Traiter du handicap dans le monde du spectacle : la tâche n’est pas aisée. C’est pourtant le défi relevé avec brio par Mélodie Molinaro, François BORAND et Stéphane Corbin, les co auteurs de la pièce « Zourou, au delà des mots ».
Mélodie Molinaro signe également la mise en scène de « Zourou, au delà des mots ».
Par quoi commence cette histoire ? Pierre tient un petit bébé contre lui. Il est heureux. Il lui sourit et lui parle. Puis, un médecin entre dans la pièce et sans un mot, fait comprendre à Pierre que la mère du bébé n’a pas survécu à l’accouchement. Après plusieurs années, on se retrouve dans le quotidien de Pierre et de sa fille Lola, jeune adolescente handicapée et atteinte de sévères troubles du langage.
De l’espoir en papier
Nous allons suivre les séances de Lola et de Jérémy, nouvel orthophoniste, qui va passer par la magie de l’origami pour capter l’attention de Lola. Nous pouvons ainsi apprendre cette belle légende japonaise qui dit que si vous pouvez plier mille grues en papier, votre souhait se réalise.
Zourou au delà des mots : Lola avec Jérémy, en séance d’orthophonie.
Zourou est un spectacle délicat, sensible et subtil : le sujet est exploré de manière douce, tendre. La mise en scène est au service de l’évolution du personnage de Lola et utilise la magie du mapping pour illustrer, sans parole, l’univers intérieur de cette jeune fille.
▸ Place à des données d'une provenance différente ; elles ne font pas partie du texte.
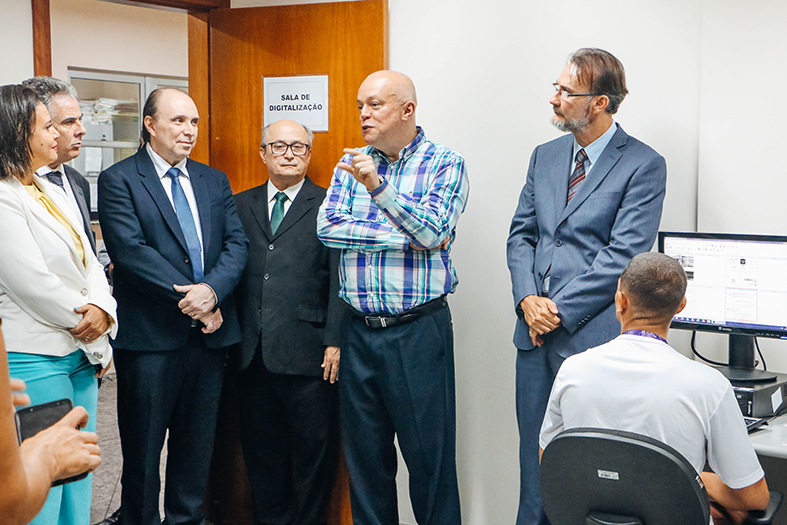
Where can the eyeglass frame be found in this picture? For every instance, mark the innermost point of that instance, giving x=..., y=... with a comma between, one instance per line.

Ainsi, l’interprète Morgan L’Hostis, également danseuse, nous livre de très beaux moments chorégraphiés lorsque Lola est dans sa chambre : elle danse et derrière elle se déploie toutes les images prisonnières de sa tête, qu’elle ne peut exprimer avec des mots.
La danse est à l’honneur, tout comme la musique et le chant de certains comédiens, qui apportent une autre dimension sensorielle à ce spectacle.
L’interprétation d’une personne porteuse de handicap est un exercice périlleux, surtout quand une personne valide le joue. La caricature, le décalage sont des pièges. Certains grands acteurs ont déjà réussi ce pari : On pense à Leonardo Di Caprio, tout jeune dans Gilbert Grape (1993), ou Daniel Day Lewis, dans My Left Foot (1989), qui incarne le peintre Christy Brown, atteint de paralysie cérébrale et qui peint uniquement avec son pied gauche. Dans Zourou, au delà des mots, Morgan L’Hostis interprète avec subtilité et beaucoup d’émotion le personnage de Lola.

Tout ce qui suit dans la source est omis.